Stats and extended stats in Elasticsearch - Time & Space Complexity
When using stats and extended stats in Elasticsearch, it's important to know how the time to get results grows as data grows.
We want to understand how the number of documents affects the time Elasticsearch takes to calculate these statistics.
Analyze the time complexity of the following Elasticsearch aggregation query.
{
"size": 0,
"aggs": {
"stats_example": {
"stats": { "field": "price" }
},
"extended_stats_example": {
"extended_stats": { "field": "price" }
}
}
}
This query calculates basic stats and extended stats on the "price" field for all matching documents.
Look at what repeats as Elasticsearch processes the data.
- Primary operation: Scanning each document's "price" field to update stats.
- How many times: Once for every document that matches the query.
As the number of documents increases, the work to calculate stats grows in a straight line.
| Input Size (n) | Approx.

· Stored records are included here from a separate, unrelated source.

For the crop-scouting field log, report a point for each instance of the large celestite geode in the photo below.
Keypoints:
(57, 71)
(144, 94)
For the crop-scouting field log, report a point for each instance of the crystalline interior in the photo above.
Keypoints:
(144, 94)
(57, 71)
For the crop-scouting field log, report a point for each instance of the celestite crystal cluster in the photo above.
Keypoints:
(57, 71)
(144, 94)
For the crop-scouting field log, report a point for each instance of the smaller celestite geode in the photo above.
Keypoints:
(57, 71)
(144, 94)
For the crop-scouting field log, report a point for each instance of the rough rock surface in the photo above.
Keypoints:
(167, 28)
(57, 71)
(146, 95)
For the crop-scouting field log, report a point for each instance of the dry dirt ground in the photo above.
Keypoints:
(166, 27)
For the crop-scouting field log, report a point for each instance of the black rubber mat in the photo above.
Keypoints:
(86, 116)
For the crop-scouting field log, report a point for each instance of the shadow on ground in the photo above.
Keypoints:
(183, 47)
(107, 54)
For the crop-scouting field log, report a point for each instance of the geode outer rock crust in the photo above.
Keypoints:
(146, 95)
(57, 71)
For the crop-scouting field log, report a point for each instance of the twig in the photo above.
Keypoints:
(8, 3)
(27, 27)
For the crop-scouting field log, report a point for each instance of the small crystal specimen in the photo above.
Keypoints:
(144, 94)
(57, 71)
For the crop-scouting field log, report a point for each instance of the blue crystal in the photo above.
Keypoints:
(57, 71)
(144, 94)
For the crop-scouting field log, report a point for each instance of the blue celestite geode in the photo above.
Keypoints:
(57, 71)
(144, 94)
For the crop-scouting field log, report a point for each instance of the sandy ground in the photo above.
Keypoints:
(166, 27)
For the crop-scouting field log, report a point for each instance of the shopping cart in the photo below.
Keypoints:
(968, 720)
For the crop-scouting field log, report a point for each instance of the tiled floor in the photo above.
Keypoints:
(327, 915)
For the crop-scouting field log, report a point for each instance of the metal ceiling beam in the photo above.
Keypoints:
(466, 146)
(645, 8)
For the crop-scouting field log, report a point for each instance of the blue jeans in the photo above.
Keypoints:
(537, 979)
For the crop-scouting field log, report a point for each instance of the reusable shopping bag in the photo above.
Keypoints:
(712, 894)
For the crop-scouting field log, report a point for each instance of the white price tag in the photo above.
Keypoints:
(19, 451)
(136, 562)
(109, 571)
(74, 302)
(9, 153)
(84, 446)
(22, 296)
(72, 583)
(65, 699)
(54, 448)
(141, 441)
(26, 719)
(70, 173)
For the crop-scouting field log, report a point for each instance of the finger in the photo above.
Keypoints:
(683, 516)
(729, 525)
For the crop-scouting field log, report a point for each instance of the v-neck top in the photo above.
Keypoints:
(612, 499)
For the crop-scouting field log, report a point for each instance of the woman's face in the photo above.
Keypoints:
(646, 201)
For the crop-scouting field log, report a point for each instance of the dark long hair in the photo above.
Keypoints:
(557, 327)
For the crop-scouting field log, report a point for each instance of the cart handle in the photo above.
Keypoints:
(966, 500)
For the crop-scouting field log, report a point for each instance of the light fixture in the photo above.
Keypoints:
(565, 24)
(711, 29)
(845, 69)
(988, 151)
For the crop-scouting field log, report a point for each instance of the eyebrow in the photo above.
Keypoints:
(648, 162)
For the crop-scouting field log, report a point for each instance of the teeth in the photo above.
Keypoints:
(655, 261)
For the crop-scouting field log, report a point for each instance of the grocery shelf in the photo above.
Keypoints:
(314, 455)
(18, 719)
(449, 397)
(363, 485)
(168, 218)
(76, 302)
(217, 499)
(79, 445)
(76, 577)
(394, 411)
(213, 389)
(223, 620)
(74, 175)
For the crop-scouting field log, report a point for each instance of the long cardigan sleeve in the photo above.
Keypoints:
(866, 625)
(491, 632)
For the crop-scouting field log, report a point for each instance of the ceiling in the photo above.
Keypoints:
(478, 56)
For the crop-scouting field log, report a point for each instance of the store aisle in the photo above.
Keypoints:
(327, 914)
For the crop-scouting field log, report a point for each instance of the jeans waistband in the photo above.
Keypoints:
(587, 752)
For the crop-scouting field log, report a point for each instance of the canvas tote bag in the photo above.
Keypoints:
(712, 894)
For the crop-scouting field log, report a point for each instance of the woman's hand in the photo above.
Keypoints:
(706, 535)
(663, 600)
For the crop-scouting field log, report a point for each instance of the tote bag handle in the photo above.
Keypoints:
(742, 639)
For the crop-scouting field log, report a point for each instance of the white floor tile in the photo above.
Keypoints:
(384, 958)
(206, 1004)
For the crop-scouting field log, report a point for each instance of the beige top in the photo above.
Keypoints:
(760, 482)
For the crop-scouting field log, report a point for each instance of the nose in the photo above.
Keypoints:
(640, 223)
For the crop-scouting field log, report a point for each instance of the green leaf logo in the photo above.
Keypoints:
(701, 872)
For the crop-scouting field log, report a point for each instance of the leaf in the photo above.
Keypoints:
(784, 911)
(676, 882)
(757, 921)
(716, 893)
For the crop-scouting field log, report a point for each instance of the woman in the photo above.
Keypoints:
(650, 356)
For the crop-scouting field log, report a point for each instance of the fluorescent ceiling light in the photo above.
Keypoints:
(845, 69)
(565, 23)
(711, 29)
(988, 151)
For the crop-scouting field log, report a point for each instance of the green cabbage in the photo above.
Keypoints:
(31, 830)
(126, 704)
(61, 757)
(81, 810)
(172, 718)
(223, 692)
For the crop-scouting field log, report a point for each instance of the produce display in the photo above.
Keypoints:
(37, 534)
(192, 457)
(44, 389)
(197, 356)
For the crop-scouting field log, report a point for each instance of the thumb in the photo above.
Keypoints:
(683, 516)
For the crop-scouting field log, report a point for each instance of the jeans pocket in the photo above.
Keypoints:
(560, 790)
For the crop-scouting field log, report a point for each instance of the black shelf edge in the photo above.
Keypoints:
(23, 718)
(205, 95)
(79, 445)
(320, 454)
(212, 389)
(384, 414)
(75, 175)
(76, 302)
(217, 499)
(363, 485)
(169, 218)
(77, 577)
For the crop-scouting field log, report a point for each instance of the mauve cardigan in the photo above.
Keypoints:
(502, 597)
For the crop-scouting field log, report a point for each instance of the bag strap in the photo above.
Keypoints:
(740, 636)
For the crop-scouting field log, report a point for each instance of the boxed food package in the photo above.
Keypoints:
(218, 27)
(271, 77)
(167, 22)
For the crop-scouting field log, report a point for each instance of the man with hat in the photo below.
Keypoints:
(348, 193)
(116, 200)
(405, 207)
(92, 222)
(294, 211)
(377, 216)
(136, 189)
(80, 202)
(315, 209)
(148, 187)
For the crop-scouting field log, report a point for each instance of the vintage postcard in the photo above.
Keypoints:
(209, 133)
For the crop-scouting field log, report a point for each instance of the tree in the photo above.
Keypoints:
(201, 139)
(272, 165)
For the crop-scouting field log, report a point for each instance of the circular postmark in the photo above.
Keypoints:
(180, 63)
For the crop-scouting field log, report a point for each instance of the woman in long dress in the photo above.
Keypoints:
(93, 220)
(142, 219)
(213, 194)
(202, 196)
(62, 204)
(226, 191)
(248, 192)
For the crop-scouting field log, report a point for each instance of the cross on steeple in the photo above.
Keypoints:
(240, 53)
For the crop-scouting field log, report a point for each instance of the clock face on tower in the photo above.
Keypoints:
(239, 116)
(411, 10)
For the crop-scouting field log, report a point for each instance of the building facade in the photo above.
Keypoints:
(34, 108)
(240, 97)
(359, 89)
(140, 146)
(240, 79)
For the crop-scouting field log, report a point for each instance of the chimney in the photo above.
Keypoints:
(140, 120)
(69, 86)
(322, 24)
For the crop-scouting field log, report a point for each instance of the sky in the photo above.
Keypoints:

Operations |
|---|---|
| 10 | 10 operations scanning "price" values |
| 100 | 100 operations scanning "price" values |
| 1000 | 1000 operations scanning "price" values |
Pattern observation: The number of operations grows directly with the number of documents.
Time Complexity: O(n)
This means the time to compute stats grows in direct proportion to the number of documents.
[X] Wrong: "Stats calculations are instant no matter how many documents there are."
[OK] Correct: Elasticsearch must look at each document's field value to calculate stats, so more documents mean more work and more time.
Understanding how stats aggregations scale helps you explain performance in real projects and shows you can think about data size impact clearly.
"What if we added a filter to reduce the documents before stats calculation? How would the time complexity change?"